7 January 2010
Voice: the union for education professionals has commented on the children, schools and families committee's report on school accountability (published 7 January 2010).
General secretary Philip Parkin said: "Once again the committee has hit the nail on the head – recognising what is obvious and practical to school staff but which the government cannot or will not see.
"Schools are being smothered by a suffocating tide of initiatives, targets and tests from a headline-obsessed government and inspected by a creaking, over-blown bureaucratic regime.
"Schools are crying out to get away from teaching-to-tests and for a 'period of stability and a chance for their own efforts to improve performance to bear fruit,' as Barry Sheerman so eloquently puts it.
"Teaching and support staff are professionals and should be treated as such, and allowed to use their own judgement and training, rather than being patronised, herded and force-fed by targets, tasks and toolkits from Whitehall and Ofsted.

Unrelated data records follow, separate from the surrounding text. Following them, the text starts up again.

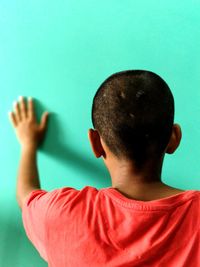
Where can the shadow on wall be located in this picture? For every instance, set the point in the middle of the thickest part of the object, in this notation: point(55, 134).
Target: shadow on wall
point(55, 147)
point(15, 243)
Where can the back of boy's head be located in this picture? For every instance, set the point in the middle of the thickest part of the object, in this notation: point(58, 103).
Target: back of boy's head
point(133, 111)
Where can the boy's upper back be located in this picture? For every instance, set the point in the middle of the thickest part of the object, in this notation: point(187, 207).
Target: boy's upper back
point(94, 227)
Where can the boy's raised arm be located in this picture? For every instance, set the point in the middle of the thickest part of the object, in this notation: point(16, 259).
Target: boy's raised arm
point(29, 134)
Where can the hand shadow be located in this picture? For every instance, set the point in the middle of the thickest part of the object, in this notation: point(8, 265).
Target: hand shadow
point(55, 147)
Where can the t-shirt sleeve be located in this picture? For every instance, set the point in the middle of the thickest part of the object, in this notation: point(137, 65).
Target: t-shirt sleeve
point(34, 216)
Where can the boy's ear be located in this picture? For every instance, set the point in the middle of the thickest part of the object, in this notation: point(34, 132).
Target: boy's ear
point(175, 139)
point(95, 142)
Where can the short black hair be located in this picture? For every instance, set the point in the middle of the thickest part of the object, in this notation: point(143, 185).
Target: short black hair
point(133, 111)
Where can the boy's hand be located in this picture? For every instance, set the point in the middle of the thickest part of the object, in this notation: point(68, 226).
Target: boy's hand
point(28, 131)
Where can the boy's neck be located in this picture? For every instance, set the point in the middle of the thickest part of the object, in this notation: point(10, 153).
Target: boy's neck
point(143, 185)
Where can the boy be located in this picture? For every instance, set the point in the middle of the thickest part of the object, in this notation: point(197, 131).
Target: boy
point(139, 221)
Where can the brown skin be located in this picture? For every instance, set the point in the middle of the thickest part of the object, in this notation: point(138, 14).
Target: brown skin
point(145, 185)
point(30, 134)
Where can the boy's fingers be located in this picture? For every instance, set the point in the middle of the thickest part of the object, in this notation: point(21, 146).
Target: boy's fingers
point(44, 120)
point(23, 109)
point(31, 112)
point(17, 111)
point(13, 119)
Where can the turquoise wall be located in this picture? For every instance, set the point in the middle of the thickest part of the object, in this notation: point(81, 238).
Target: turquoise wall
point(59, 52)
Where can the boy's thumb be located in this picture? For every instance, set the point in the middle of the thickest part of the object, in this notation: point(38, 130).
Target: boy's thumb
point(44, 120)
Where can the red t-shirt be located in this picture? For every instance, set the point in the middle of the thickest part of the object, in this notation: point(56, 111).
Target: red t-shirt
point(96, 228)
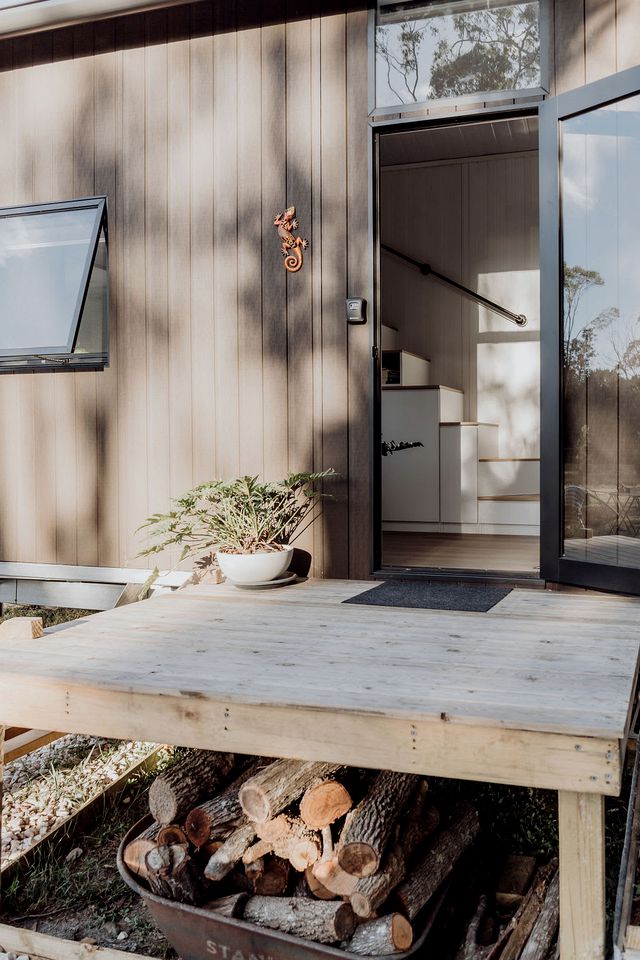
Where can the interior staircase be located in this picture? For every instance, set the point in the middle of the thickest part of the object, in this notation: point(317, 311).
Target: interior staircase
point(457, 481)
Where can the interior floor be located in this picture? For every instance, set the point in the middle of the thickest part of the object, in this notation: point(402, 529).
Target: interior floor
point(453, 551)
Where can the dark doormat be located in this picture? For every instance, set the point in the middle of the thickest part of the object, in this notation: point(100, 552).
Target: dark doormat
point(432, 596)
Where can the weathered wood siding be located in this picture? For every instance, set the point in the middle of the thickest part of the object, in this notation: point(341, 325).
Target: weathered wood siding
point(200, 123)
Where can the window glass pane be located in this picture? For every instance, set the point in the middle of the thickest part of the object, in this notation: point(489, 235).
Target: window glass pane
point(433, 52)
point(601, 334)
point(43, 257)
point(92, 335)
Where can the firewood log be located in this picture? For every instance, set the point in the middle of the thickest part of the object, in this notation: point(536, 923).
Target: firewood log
point(383, 936)
point(323, 921)
point(439, 859)
point(470, 949)
point(316, 887)
point(171, 834)
point(292, 840)
point(327, 844)
point(270, 791)
point(230, 906)
point(176, 791)
point(324, 802)
point(204, 822)
point(334, 879)
point(517, 931)
point(267, 877)
point(370, 892)
point(273, 879)
point(256, 852)
point(513, 883)
point(529, 912)
point(544, 930)
point(136, 851)
point(171, 870)
point(225, 858)
point(363, 844)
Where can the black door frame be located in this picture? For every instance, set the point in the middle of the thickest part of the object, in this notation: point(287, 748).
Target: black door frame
point(376, 130)
point(553, 566)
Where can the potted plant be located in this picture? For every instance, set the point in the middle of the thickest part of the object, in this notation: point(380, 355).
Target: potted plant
point(246, 525)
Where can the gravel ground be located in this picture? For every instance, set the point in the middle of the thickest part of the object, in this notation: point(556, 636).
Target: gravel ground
point(72, 889)
point(43, 788)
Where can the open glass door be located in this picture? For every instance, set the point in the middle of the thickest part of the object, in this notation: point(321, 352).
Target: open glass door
point(590, 309)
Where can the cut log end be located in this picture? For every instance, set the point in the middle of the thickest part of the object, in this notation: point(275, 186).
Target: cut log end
point(383, 936)
point(198, 827)
point(253, 800)
point(324, 803)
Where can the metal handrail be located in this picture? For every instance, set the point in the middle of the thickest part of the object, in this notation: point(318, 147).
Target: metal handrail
point(427, 271)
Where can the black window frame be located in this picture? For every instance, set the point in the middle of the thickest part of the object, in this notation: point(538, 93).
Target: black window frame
point(63, 357)
point(553, 565)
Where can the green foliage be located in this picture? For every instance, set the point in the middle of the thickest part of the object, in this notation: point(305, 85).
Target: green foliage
point(494, 50)
point(244, 515)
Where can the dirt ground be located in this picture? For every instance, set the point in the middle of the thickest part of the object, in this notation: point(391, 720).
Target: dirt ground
point(75, 891)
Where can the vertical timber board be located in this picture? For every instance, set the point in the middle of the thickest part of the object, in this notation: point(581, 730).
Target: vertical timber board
point(225, 238)
point(250, 233)
point(202, 172)
point(9, 488)
point(335, 410)
point(156, 314)
point(359, 353)
point(64, 384)
point(51, 116)
point(318, 567)
point(299, 122)
point(275, 90)
point(24, 424)
point(85, 381)
point(132, 354)
point(600, 38)
point(1, 794)
point(179, 252)
point(627, 33)
point(569, 44)
point(106, 440)
point(582, 876)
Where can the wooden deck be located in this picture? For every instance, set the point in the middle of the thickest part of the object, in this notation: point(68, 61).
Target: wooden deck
point(536, 692)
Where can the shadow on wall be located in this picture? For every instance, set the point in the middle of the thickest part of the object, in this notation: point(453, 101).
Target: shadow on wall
point(221, 363)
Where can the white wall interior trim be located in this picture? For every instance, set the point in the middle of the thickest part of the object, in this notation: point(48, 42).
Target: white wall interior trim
point(501, 529)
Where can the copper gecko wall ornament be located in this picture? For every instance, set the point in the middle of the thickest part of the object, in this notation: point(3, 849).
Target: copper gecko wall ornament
point(292, 247)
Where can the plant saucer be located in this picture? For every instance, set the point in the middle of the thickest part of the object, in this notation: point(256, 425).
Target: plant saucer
point(282, 581)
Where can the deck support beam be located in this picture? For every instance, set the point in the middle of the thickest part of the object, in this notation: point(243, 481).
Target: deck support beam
point(582, 876)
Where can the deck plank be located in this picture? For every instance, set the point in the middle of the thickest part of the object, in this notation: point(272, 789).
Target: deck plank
point(497, 671)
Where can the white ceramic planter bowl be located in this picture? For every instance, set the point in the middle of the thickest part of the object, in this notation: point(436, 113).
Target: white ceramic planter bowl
point(254, 567)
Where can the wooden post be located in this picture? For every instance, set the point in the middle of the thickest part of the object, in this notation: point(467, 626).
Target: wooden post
point(1, 794)
point(582, 878)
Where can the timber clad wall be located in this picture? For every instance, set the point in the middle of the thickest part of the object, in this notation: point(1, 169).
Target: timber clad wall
point(199, 123)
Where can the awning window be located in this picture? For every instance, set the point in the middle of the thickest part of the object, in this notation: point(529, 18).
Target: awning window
point(54, 285)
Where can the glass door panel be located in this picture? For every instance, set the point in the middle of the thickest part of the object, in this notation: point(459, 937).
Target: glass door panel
point(593, 432)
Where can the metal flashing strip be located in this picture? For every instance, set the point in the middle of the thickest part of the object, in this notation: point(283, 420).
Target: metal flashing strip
point(67, 572)
point(32, 16)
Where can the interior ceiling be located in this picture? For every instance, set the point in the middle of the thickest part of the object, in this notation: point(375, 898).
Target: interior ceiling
point(459, 140)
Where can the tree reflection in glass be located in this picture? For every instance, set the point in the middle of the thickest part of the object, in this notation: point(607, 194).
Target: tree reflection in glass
point(451, 55)
point(601, 334)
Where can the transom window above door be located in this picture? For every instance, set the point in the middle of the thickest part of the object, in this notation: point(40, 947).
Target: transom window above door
point(438, 50)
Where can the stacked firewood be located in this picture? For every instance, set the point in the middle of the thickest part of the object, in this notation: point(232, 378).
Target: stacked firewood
point(316, 850)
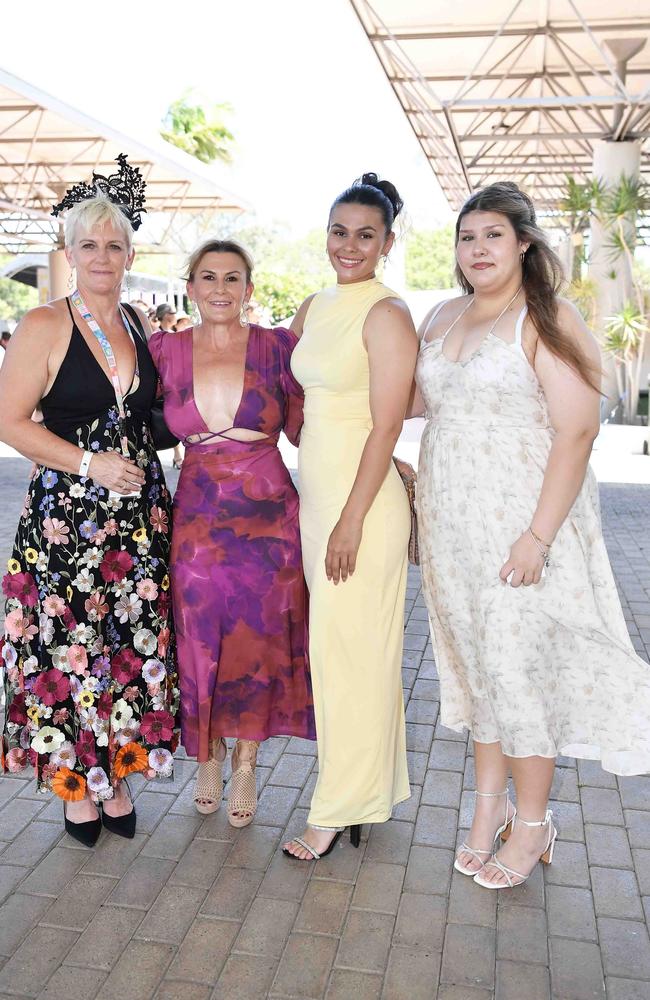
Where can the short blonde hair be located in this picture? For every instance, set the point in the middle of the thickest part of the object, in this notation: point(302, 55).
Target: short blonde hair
point(219, 246)
point(96, 211)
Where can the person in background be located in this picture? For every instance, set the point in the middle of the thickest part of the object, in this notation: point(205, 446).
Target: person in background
point(154, 322)
point(166, 316)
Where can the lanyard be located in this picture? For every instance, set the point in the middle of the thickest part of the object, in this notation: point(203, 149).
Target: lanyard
point(104, 343)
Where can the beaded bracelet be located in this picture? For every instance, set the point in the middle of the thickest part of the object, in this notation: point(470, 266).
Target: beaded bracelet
point(85, 464)
point(542, 547)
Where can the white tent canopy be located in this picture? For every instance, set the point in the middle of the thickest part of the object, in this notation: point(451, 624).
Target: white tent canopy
point(46, 146)
point(515, 89)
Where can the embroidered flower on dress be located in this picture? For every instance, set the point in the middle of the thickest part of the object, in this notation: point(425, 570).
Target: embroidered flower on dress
point(56, 532)
point(22, 587)
point(64, 756)
point(154, 672)
point(115, 565)
point(147, 589)
point(121, 715)
point(69, 786)
point(157, 727)
point(54, 605)
point(161, 761)
point(159, 520)
point(145, 641)
point(47, 739)
point(51, 686)
point(128, 608)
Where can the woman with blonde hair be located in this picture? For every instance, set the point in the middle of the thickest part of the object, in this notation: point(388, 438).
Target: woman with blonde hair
point(530, 642)
point(239, 593)
point(90, 673)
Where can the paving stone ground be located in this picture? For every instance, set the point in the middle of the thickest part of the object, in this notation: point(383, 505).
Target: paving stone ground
point(194, 910)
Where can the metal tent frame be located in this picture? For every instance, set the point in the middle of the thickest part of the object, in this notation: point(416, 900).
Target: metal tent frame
point(516, 90)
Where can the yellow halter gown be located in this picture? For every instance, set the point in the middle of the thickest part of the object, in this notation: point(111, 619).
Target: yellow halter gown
point(356, 628)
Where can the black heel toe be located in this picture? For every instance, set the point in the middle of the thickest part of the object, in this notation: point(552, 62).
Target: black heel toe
point(86, 833)
point(123, 826)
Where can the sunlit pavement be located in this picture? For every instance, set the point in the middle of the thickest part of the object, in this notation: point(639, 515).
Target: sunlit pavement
point(192, 909)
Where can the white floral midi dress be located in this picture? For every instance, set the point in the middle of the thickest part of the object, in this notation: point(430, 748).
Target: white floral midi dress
point(545, 669)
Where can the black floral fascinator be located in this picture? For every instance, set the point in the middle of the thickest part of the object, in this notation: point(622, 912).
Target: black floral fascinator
point(125, 188)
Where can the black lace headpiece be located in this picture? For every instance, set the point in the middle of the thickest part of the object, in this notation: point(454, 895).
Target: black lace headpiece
point(124, 188)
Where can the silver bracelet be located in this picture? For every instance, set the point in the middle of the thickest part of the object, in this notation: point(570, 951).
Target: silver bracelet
point(85, 464)
point(544, 553)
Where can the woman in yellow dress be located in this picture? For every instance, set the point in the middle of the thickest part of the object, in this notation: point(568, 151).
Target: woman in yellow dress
point(355, 360)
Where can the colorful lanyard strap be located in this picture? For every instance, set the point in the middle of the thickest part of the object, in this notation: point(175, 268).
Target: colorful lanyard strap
point(105, 345)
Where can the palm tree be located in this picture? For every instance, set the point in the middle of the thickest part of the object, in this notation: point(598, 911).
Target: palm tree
point(199, 132)
point(625, 334)
point(579, 203)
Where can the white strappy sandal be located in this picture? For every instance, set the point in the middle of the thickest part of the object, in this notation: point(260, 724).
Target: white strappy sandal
point(514, 878)
point(503, 832)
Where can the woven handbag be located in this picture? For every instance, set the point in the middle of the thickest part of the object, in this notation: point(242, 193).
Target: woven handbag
point(409, 480)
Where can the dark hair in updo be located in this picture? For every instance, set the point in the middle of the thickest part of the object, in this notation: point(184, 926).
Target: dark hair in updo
point(369, 190)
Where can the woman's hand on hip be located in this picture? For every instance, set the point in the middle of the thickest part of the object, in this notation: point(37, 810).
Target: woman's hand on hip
point(114, 472)
point(525, 563)
point(342, 548)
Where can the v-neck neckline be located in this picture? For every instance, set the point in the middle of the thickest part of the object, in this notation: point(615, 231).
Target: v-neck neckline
point(189, 352)
point(101, 368)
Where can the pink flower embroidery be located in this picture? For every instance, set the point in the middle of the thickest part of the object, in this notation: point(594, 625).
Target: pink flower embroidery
point(55, 531)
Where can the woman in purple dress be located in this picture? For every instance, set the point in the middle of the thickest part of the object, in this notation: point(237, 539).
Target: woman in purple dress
point(238, 589)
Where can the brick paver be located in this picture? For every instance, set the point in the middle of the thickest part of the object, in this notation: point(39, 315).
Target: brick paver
point(194, 910)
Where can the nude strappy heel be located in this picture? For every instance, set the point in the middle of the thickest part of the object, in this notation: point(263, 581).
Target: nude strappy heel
point(208, 789)
point(503, 832)
point(546, 857)
point(355, 840)
point(243, 788)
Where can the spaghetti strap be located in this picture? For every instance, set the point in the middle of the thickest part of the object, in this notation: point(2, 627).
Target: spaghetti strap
point(435, 312)
point(519, 325)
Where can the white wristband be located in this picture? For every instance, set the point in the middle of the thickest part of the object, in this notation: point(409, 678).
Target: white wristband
point(85, 464)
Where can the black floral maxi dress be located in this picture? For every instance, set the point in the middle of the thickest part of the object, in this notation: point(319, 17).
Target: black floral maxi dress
point(90, 678)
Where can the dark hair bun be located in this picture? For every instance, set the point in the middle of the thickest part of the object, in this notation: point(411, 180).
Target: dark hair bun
point(386, 188)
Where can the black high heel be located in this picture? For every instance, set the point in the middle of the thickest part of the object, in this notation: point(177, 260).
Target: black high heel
point(123, 826)
point(86, 833)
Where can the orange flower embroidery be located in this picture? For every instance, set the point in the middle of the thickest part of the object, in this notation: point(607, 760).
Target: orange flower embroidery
point(129, 758)
point(69, 786)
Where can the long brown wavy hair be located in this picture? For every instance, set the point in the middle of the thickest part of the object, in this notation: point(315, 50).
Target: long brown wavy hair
point(542, 273)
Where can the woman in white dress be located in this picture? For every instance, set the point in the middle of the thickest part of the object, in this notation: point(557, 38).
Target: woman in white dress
point(531, 645)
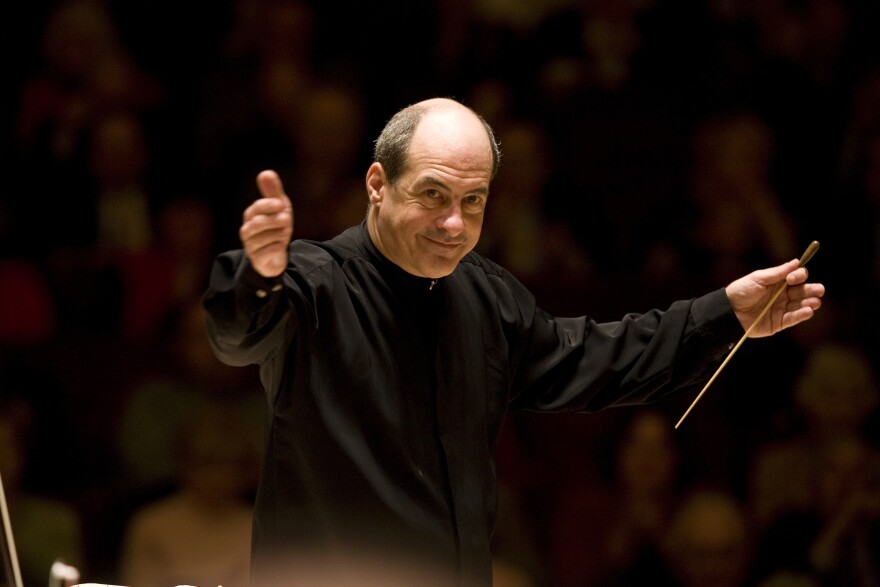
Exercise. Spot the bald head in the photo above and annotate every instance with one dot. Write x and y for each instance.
(444, 116)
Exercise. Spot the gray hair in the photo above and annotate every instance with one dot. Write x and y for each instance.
(392, 146)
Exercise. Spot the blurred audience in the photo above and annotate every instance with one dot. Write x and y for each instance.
(651, 150)
(613, 533)
(835, 396)
(44, 527)
(708, 543)
(200, 533)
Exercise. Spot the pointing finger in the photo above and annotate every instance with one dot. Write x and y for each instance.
(270, 184)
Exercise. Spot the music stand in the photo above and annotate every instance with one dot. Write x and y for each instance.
(10, 556)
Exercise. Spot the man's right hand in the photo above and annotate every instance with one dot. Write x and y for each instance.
(267, 226)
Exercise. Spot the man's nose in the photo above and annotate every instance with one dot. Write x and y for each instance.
(451, 220)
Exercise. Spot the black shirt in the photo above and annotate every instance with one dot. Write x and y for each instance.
(387, 391)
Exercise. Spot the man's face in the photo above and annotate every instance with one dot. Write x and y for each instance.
(433, 215)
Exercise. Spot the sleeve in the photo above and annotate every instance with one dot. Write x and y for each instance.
(577, 364)
(248, 318)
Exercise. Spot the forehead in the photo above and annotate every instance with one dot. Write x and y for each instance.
(454, 138)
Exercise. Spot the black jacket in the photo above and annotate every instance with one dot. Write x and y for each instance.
(387, 391)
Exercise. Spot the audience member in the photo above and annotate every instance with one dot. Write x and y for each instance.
(613, 533)
(835, 395)
(708, 542)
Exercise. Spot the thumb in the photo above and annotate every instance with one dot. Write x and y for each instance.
(270, 184)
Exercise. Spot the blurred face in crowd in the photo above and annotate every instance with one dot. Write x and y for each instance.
(432, 215)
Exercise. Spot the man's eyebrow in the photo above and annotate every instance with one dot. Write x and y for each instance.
(430, 180)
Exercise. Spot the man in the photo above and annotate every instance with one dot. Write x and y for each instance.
(391, 353)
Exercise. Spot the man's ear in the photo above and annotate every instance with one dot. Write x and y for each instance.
(376, 180)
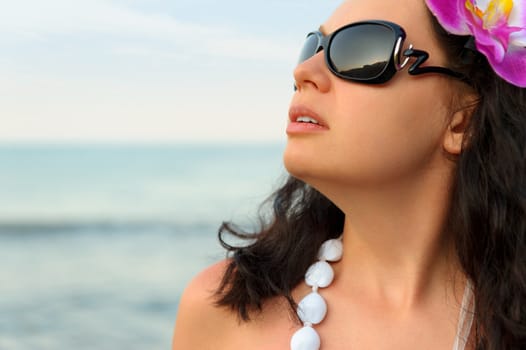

"I am delighted that the committee believes that the proposed 'school report card' 'should not carry an overall score'. Voice agrees that 'a report card can never be a full account of a school's performance'. Like any institution or organisation, a school has strengths and weaknesses across the many aspects of its work, which is about more than just test and target results.
"Schools are already the most over-inspected, over-accountable, minutely examined institutions in the country so a 'B plus, could do better' style of mark would be shallow, pointless and meaningless."